Aujourd'hui, l'entreprise occupe 1231 collaborateurs, dont 1000 sur le site de production de Moutier. Les clients principaux sont actifs dans les domaines électronique, automobile, horloger et de la technique médicale. Environ 90% du chiffre d'affaires est réalisé à l'étranger (Europe, Etats-Unis et Asie). Ces trois dernières années, elle a accru ce chiffre de 23,5% en moyenne par année.

Avant d'en arriver là, Tornos a connu bien des déboires au début des années 90, crise oblige. Suppressions de postes, introduction du chômage partiel (15% en moyenne), blocage des salaires, suspension du treizième mois et refonte des équipes étaient au programme.

Lourde dette

Entre 1991 et 1994, la société a contracté une dette de plus de 60 millions de francs. A l'époque, le groupe allemand Rothenberger-Pittler détenait 80% du capital. UBS et les banques créancières incitaient fortement la société à trouver un repreneur.

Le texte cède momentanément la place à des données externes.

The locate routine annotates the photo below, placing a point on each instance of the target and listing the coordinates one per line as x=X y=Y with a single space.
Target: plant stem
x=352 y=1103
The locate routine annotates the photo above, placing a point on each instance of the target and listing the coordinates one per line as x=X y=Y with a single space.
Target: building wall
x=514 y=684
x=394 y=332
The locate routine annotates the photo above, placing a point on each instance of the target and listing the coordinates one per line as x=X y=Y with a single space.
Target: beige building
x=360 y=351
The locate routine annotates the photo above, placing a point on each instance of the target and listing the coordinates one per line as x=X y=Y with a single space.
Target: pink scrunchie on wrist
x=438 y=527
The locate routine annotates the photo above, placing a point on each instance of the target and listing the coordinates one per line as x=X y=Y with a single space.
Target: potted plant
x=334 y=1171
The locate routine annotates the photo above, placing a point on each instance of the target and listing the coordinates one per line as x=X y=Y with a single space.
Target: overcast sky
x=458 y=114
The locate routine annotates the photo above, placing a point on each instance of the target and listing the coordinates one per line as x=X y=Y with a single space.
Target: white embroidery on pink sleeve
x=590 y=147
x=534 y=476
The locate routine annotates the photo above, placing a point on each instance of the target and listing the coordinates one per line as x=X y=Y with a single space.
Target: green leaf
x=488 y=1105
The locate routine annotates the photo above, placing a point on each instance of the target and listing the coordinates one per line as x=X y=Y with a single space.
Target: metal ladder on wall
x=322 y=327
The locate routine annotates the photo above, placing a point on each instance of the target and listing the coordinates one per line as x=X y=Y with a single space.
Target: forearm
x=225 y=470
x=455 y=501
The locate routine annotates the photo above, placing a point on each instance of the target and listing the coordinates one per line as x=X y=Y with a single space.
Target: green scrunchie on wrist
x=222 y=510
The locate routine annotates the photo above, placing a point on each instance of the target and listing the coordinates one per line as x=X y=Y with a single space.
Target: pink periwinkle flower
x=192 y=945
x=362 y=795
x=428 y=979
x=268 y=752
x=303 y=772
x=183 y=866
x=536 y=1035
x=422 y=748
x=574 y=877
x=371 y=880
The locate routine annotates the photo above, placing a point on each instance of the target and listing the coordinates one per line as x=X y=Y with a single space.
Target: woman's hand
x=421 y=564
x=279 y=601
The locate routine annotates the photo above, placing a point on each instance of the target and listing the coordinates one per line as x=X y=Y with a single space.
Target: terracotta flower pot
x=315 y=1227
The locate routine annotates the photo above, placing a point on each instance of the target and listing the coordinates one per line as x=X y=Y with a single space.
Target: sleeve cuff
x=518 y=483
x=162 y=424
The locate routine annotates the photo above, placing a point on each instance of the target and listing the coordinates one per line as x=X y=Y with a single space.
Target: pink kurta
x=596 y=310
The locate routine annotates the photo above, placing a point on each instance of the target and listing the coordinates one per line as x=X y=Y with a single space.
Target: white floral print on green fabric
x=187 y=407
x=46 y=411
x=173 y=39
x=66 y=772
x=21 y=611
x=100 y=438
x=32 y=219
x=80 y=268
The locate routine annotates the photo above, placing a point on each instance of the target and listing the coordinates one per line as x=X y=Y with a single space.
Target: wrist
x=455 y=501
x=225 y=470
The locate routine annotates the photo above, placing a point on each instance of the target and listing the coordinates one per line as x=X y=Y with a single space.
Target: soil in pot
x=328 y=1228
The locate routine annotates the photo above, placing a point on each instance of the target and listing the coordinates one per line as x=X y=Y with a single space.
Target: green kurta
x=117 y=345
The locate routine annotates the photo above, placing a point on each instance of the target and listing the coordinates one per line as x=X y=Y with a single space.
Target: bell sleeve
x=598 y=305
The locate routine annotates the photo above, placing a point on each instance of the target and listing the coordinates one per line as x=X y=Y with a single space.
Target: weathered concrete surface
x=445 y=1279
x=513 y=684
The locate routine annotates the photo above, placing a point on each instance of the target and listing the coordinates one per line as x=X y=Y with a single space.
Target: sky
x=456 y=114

La solution est venue d'outre-Manche et les investisseurs germaniques ont disparu. Doughty Hanson, un groupe de financiers britanniques, a épongé l'intégralité de la dette et pris les rênes de l'entreprise, ce qui a permis aux dirigeants de Tornos de ne pas freiner la croissance de l'entreprise. Doughty Hanson avait alors la certitude de pouvoir gagner de l'argent à moyen terme.

Aujourd'hui, des perspectives prometteuses s'ouvrent à la direction avec la prochaine cotation du groupe, l'arrivée de nouvelles liquidités et le départ des investisseurs britanniques.